The potent brew that Republicans were counting on may prove to be political hemlock instead. Do they dare put down the tainted chalice?

Democrats, too, must choose. For the midterms and beyond they must decide whether to run with Barack Obama or away from him. In Arkansas, Sen. Blanche Lincoln was almost universally pronounced the next incumbent casualty before the votes were counted Tuesday. After she prevailed, one Democratic “insider” refused to let the conventional wisdom die, saying she survived because the electorate wasn’t “anti-incumbent” but “anti-establishment.” But Lincoln was rescued by ads touting Obama’s support (after she’d abandoned him on health reform) and by a barnstorming Bill Clinton. You don’t get more establishment than that.

It’s hard to understand why congressional Democrats, with their parlous poll ratings, would distance themselves from Obama, whose favorable rating is 52 percent in the ABC/Washington Post survey. There may be a few districts where candidates can stand or fall on local issues; most Democrats this year will stand or fall with the president.

Obama himself confronts two challenges—and one of them could be the tipping point for his presidency.
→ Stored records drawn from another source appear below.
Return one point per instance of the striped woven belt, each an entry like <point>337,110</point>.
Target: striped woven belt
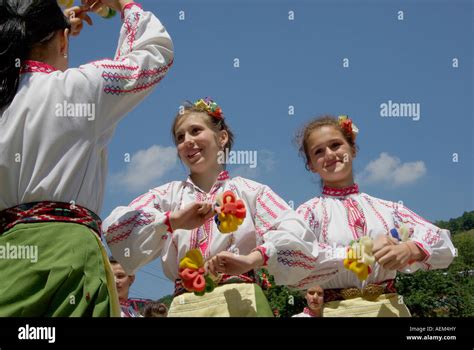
<point>48,211</point>
<point>370,292</point>
<point>248,277</point>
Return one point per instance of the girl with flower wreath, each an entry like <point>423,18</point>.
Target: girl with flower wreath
<point>401,241</point>
<point>169,221</point>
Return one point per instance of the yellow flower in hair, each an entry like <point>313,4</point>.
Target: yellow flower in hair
<point>346,124</point>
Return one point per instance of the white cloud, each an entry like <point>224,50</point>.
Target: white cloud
<point>390,170</point>
<point>145,169</point>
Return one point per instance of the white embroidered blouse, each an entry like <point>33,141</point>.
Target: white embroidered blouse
<point>342,215</point>
<point>139,233</point>
<point>55,132</point>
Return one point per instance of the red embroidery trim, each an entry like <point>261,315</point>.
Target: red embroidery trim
<point>36,67</point>
<point>340,192</point>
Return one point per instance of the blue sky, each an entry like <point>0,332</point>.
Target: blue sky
<point>300,63</point>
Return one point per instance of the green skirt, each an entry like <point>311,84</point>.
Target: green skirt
<point>55,269</point>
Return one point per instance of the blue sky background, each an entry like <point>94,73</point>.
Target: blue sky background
<point>299,63</point>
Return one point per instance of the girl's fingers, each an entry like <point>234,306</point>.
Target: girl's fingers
<point>84,16</point>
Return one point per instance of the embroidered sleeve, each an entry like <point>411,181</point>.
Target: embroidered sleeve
<point>433,241</point>
<point>291,255</point>
<point>115,86</point>
<point>137,233</point>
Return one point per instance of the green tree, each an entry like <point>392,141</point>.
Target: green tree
<point>448,292</point>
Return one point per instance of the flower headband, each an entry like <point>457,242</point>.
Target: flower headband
<point>346,124</point>
<point>210,107</point>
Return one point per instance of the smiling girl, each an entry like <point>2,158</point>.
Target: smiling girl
<point>170,220</point>
<point>344,214</point>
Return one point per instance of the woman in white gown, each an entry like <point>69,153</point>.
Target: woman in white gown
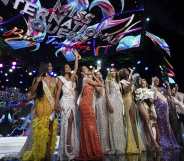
<point>102,115</point>
<point>116,114</point>
<point>68,144</point>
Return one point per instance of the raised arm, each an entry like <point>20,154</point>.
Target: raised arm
<point>35,83</point>
<point>94,83</point>
<point>57,95</point>
<point>76,65</point>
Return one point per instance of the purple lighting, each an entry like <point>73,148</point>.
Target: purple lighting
<point>13,67</point>
<point>14,63</point>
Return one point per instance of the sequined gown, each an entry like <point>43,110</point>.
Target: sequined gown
<point>102,119</point>
<point>43,136</point>
<point>68,103</point>
<point>116,119</point>
<point>167,139</point>
<point>135,143</point>
<point>90,148</point>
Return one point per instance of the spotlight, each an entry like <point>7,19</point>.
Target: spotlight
<point>14,63</point>
<point>13,67</point>
<point>52,73</point>
<point>99,62</point>
<point>146,68</point>
<point>10,70</point>
<point>147,19</point>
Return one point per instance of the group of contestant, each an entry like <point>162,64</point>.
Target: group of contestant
<point>118,115</point>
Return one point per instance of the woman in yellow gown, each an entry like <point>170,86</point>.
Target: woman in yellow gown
<point>42,140</point>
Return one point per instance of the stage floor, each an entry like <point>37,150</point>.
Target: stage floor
<point>12,145</point>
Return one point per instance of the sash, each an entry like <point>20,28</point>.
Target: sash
<point>48,94</point>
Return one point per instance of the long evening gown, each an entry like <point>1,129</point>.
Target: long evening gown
<point>68,103</point>
<point>116,119</point>
<point>90,148</point>
<point>42,141</point>
<point>167,139</point>
<point>135,143</point>
<point>102,119</point>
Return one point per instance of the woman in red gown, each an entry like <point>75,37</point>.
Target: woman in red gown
<point>90,148</point>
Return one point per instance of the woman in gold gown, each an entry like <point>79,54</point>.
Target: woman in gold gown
<point>42,140</point>
<point>135,142</point>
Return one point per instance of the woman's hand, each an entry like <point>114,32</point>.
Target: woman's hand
<point>38,79</point>
<point>111,110</point>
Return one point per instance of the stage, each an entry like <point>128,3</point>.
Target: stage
<point>12,145</point>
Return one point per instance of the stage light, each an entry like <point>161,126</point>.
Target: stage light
<point>147,19</point>
<point>52,73</point>
<point>14,63</point>
<point>10,70</point>
<point>13,67</point>
<point>146,68</point>
<point>99,62</point>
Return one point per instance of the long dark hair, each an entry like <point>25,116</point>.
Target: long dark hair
<point>43,69</point>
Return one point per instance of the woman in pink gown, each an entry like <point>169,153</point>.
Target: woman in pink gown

It isn’t the BP oil spill. Despite a gathering consensus among the press and the political community, and continued bad news pouring out of the Gulf, moving from the glib notion that this is Obama’s Katrina to the ahistorical suggestion that this is Obama’s Iran hostage crisis only confirms that the oil spill, like Obama, is sui generis.
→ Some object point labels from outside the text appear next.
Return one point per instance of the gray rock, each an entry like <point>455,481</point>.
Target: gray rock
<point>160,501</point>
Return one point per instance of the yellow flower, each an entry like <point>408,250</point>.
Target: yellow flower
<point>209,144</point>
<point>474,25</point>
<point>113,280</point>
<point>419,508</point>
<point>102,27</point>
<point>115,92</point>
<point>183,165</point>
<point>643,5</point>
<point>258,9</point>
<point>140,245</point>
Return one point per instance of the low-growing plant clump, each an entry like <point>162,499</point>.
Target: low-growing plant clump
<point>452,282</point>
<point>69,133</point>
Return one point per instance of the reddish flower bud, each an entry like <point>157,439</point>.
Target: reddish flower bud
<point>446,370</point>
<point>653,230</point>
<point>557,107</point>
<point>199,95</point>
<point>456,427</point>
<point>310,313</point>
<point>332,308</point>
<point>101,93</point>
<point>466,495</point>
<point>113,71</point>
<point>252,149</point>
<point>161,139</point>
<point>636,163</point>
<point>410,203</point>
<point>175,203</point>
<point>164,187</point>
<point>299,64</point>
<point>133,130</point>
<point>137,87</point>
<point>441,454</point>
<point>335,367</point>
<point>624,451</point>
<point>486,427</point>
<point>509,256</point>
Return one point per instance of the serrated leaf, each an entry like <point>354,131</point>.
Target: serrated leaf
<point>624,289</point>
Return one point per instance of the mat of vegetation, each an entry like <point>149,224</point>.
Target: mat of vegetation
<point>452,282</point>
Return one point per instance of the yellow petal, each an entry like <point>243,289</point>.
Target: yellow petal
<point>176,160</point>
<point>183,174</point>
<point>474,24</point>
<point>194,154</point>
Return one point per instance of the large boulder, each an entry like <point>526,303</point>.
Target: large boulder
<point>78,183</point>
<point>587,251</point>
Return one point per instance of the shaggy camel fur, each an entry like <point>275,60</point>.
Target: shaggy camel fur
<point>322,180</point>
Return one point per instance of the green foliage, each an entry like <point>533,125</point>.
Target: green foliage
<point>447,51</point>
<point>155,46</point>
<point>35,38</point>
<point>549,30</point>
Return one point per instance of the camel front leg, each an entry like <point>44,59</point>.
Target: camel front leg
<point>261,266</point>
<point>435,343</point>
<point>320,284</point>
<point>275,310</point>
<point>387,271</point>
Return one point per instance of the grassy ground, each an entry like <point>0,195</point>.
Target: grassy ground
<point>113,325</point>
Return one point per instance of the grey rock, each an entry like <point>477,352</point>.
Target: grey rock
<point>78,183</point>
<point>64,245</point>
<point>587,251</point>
Americans know that Obama can’t stop the oil by threatening to bomb Tehran—or the leaking well. Indeed, before the crisis is over, he may turn it to the purpose of reviving and passing an energy bill that combines conservation and investment in alternatives with new safeguards for drilling.
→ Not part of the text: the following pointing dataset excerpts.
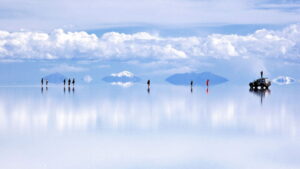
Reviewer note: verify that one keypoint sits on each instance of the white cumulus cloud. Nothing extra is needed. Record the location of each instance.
(87, 78)
(112, 45)
(123, 74)
(63, 68)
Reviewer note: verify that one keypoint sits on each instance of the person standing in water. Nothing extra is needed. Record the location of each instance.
(148, 83)
(207, 82)
(73, 82)
(42, 82)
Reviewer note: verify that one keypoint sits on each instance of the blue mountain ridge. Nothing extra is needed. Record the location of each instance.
(197, 78)
(55, 78)
(111, 79)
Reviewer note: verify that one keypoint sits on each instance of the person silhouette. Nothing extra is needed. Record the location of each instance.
(148, 83)
(207, 82)
(73, 82)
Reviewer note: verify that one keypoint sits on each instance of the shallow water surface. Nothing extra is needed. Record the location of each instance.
(111, 127)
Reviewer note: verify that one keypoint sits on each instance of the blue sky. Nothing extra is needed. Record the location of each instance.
(153, 39)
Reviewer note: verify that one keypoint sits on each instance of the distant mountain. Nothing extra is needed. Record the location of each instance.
(123, 76)
(284, 80)
(55, 78)
(198, 78)
(122, 84)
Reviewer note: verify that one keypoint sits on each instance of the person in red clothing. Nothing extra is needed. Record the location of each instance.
(207, 82)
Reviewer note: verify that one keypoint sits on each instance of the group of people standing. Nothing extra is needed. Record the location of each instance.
(69, 82)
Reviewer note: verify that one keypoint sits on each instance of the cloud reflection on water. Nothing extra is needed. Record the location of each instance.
(238, 112)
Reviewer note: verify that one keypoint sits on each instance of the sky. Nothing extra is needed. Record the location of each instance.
(151, 38)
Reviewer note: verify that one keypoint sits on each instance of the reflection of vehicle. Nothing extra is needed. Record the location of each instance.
(263, 83)
(260, 92)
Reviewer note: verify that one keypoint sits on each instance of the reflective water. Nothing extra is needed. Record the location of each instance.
(168, 126)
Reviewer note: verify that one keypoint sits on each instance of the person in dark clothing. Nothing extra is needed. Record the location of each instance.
(207, 82)
(148, 83)
(73, 82)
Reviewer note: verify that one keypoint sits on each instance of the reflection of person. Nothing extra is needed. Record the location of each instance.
(207, 82)
(148, 83)
(73, 82)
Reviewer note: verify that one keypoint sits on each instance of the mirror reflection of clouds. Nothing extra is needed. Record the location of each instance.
(164, 109)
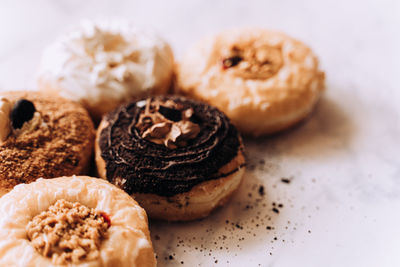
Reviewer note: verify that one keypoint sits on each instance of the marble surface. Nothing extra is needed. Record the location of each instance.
(341, 207)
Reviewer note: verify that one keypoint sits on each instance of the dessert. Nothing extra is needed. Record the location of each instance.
(179, 158)
(42, 136)
(103, 64)
(74, 221)
(264, 81)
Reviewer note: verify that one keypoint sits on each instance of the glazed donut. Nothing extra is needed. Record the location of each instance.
(74, 221)
(42, 136)
(105, 63)
(179, 158)
(264, 81)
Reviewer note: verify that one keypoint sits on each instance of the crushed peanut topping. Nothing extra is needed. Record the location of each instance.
(167, 123)
(253, 61)
(68, 232)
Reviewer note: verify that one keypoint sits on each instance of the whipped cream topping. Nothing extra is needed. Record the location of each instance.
(105, 61)
(167, 123)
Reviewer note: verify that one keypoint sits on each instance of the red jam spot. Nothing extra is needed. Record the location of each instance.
(106, 218)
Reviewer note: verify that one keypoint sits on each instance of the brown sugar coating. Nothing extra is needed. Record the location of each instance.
(62, 147)
(68, 232)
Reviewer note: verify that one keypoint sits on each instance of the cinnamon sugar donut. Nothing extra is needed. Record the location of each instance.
(73, 221)
(42, 136)
(179, 158)
(264, 81)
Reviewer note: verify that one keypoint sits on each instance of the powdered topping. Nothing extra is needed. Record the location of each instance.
(68, 232)
(167, 123)
(253, 61)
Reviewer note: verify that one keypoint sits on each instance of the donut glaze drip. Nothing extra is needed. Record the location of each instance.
(140, 166)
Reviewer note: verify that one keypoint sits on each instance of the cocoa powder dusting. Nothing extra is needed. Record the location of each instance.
(52, 151)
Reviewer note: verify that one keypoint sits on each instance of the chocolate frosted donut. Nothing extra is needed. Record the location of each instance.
(166, 147)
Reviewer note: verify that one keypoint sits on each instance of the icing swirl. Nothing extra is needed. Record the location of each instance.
(138, 165)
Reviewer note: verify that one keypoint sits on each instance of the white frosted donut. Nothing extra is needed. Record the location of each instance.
(127, 242)
(105, 63)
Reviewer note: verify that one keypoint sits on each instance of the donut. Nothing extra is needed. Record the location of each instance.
(42, 136)
(264, 81)
(179, 158)
(74, 221)
(102, 64)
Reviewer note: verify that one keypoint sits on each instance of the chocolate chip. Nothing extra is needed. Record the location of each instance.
(231, 61)
(170, 113)
(21, 112)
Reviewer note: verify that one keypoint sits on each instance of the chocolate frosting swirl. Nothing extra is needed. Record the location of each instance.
(140, 166)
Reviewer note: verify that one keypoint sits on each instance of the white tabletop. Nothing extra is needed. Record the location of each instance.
(341, 207)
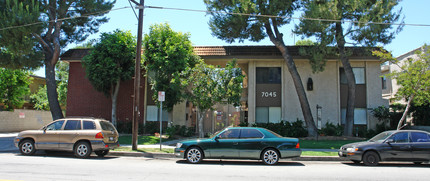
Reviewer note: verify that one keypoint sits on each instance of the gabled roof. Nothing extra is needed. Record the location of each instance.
(234, 52)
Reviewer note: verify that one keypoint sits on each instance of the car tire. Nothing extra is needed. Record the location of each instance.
(27, 147)
(102, 153)
(371, 158)
(194, 155)
(270, 156)
(82, 149)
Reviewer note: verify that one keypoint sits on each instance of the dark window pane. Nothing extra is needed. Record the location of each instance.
(419, 137)
(107, 126)
(230, 134)
(250, 133)
(89, 125)
(55, 125)
(73, 125)
(401, 137)
(268, 75)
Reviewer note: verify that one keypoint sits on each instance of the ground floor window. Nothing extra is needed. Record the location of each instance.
(268, 114)
(360, 116)
(152, 113)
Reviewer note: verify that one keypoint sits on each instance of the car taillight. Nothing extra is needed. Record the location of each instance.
(99, 135)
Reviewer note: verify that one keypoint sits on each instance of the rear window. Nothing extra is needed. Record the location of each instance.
(107, 126)
(88, 125)
(73, 125)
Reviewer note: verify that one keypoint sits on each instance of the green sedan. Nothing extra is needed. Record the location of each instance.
(240, 143)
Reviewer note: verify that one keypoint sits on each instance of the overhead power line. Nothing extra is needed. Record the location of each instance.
(286, 17)
(221, 12)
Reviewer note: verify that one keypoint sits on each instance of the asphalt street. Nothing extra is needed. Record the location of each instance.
(65, 167)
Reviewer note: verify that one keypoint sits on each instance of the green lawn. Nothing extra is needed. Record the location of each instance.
(324, 144)
(142, 140)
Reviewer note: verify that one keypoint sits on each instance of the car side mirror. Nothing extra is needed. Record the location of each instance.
(389, 141)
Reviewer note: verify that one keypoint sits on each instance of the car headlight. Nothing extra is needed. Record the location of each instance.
(353, 149)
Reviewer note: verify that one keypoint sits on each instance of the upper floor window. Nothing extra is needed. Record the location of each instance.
(359, 74)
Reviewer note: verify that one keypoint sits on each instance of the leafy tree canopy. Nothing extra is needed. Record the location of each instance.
(167, 53)
(14, 85)
(111, 59)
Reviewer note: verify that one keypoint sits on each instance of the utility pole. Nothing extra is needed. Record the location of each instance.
(137, 73)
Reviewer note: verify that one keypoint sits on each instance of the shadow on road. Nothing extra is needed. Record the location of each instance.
(67, 155)
(240, 162)
(389, 164)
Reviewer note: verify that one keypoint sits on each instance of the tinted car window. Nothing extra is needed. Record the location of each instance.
(400, 137)
(420, 137)
(250, 133)
(107, 126)
(73, 125)
(55, 125)
(229, 134)
(88, 125)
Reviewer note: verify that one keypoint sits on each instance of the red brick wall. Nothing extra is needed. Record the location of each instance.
(84, 100)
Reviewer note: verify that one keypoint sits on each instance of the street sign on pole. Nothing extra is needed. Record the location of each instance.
(161, 95)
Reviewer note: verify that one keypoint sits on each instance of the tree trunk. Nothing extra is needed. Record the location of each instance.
(114, 97)
(51, 85)
(349, 122)
(400, 125)
(201, 115)
(300, 89)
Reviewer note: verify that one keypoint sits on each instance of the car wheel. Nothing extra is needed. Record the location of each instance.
(270, 156)
(194, 155)
(26, 147)
(82, 149)
(102, 153)
(356, 161)
(371, 158)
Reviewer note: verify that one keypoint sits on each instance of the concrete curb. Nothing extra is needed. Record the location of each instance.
(171, 155)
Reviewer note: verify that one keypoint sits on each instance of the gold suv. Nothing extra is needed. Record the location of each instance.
(78, 134)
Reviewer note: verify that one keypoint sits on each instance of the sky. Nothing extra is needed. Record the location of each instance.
(196, 23)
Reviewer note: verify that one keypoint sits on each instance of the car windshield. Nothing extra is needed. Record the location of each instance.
(381, 136)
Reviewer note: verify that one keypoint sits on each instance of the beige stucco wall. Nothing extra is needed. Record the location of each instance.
(10, 121)
(374, 91)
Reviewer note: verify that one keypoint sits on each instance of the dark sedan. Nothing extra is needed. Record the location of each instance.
(396, 145)
(240, 143)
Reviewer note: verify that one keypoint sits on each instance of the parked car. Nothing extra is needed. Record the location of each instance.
(396, 145)
(77, 134)
(240, 143)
Obama’s real danger—and it was Carter’s true weakness in 1980 as well—is a faltering economy. The recovery could stall or plunge into a double-dip recession. That’s why the anemic job numbers for May drove the Dow down, and had to dismay even the most optimistic White House aides.

The remedy is not entirely within the president’s control.

The U.S. economy was in a steady, if job-stingy, upturn until the financial turmoil in Greece spread across the euro zone. This blow to the financial sector and stock prices has been compounded by ideological decisions in Germany and Britain to slash spending at precisely the wrong time. The combination has depressed prospects for all but anemic growth across one of the world’s largest markets. In Britain, the latest estimate is that unemployment will now rise to nearly 3 million—the grim toll under the last Conservative government—and remain nearly that high until 2015. The London Times reports that in the public sector alone “725,000 jobs … face the ax.”

Abruptly applying the fiscal brakes in Europe is loony economics. In this globalized world, its impact will be felt from Baltimore to Dubuque to San Diego. Obama could counter with a bigger jobs bill or a second stimulus. But passing either has been made more daunting, if not impossible, in part because the President didn’t convince Americans of the sometime-utility of deficits when he had their undivided attention last year. Obama chose the course of least resistance —a muted defense of spending now, fiscal restraint later. That may be the right policy, but the rhetoric left too many voters believing, in defiance of history and economics, that the solution to a downturn is a balanced budget.

Obama was elected to end the recession, so falling back into it would be a fundamental threat to his re-election. In 1982, Reagan confronted deepening economic difficulties, and his approval ultimately fell to 35 percent, far lower than Obama’s is now. Obama’s task today is tougher than Reagan’s then. But the test is the same—to “stay the course.”

The president and his party will have to stand together to survive the midterms and to triumph in 2012. They will be aided by Republican folly—but that won’t be enough to save them. This is a tipping point—a moment to seize or be seized by events. During his 2008 campaign and the great legislative clashes of the last two years, Obama has shown a remarkable capacity to tip events in his favor—and in a progressive direction. Now he has to do it again.